A Gap in the Mouth

Laird Harrison


July 26, 2013

In This Article

Can Primary Care Providers Help With Kids' Oral Health?

When James Schmidt, DMD, worked at the Department of Veterans Affairs, he collaborated daily with clinicians from a wide range of specialties, discussing how each one's expertise could help the patient.

But having operated a private practice as well, he knows that such collaboration rarely takes place between dentists and other health practitioners. "Dentists are in a cottage industry, and doctors are mostly employed by hospitals," he said. "And someone, somewhere took the oral cavity out of the human body."

Now Dr. Schmidt is working to break down that division by teaching oral health to family practice medical residents at the Maine Dartmouth Family Medicine Residency in Augusta, Maine.

Around the country, many such initiatives seek to expand medical providers' roles in oral health. The trend stems from multiple concerns. New research has shown that diseases of the mouth affect and are affected by conditions in other parts of the body. Healthcare policy-makers have taken an increased interest in prevention. And gaps in the US healthcare system have left many patients without access to oral healthcare.

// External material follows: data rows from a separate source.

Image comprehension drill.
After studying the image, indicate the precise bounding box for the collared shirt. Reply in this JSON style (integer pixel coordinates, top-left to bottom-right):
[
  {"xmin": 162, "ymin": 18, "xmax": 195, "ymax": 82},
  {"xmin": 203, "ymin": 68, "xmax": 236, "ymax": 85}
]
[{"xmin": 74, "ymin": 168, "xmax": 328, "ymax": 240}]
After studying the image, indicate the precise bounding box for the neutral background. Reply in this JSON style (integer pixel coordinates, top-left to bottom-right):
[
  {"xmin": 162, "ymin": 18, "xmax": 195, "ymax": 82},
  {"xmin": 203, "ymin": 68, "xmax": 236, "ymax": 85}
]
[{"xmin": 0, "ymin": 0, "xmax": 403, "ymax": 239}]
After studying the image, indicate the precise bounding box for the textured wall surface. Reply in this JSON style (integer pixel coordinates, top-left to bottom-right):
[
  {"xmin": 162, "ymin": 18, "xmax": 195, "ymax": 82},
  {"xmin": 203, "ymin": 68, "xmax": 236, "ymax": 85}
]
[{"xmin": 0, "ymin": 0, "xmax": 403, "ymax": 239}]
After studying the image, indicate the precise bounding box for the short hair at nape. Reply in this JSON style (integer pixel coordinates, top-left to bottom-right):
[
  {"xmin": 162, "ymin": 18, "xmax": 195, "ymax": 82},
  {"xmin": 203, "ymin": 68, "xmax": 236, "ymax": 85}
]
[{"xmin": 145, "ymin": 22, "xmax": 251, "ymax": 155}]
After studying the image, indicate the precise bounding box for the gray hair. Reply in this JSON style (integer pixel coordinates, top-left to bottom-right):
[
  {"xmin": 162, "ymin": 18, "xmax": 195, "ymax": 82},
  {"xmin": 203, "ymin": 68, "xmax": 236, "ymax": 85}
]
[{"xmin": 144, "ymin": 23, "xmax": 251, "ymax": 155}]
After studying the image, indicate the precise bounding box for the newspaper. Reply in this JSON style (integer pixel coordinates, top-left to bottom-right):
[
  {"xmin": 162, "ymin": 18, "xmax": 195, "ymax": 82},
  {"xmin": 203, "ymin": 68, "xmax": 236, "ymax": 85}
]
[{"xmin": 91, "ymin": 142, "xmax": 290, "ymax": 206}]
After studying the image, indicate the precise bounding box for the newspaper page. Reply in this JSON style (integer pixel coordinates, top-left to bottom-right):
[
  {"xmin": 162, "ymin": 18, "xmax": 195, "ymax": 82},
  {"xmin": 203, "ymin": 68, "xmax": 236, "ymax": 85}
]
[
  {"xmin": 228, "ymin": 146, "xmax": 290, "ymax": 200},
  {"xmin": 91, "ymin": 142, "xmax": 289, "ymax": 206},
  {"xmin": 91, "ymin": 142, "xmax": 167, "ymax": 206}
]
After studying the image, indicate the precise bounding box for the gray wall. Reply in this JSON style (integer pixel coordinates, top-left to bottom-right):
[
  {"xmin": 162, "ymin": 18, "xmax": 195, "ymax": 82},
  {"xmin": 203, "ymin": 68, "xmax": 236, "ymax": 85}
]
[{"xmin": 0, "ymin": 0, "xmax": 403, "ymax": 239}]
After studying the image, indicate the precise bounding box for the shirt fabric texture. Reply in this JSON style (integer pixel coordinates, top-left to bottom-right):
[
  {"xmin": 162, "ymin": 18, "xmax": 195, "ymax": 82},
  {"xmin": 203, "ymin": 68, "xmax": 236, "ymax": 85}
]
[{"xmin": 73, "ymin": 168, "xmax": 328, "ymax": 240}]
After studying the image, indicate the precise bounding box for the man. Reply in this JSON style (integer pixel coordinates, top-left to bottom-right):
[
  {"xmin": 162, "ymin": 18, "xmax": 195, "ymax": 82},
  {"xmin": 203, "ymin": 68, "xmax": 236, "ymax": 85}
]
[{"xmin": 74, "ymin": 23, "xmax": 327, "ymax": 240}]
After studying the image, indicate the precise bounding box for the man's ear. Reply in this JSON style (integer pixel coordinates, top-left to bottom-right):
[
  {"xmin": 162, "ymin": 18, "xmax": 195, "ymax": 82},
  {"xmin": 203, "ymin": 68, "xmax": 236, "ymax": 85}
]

Infants and toddlers have fallen through a particularly worrisome hole in the system. Traditionally, dentists rarely saw children younger than 3 years of age. But by that age, many children already have serious problem with caries. Whereas the rate of untreated caries has declined in most age groups, the most recent statistics showed that it has increased in children aged 2-5 years.[1] Dental caries is the most common disease among children, affecting 42% of those aged 2-11 years.[2] And it is particularly common among low-income children.

That might not sound serious. After all, children lose their first set of teeth and start over with a clean slate. But US children miss at least 51 million school hours a year because of dental disease,[3] and caries in primary teeth are associated with lifelong oral health problems.[4]

Over a lifetime, oral disease can lead to serious complications. Recent studies have linked oral disease -- particularly infections of the gums -- to potentially fatal conditions, including diabetes, stroke, and heart disease.[5]

Overall rates of dental disease are even higher among older age groups, but oral health experts began focusing on very young children as the understanding dawned that caries are an infectious disease and can be prevented.

"The cavity is the end of a process called dental caries, and that disease process can start with the eruption of the first tooth," said David Krol, MD, MPH, a pediatrician and senior program officer at the Robert Wood Johnson Foundation in Princeton, New Jersey, who works on oral health issues. "We were failing kids by not preventing this disease."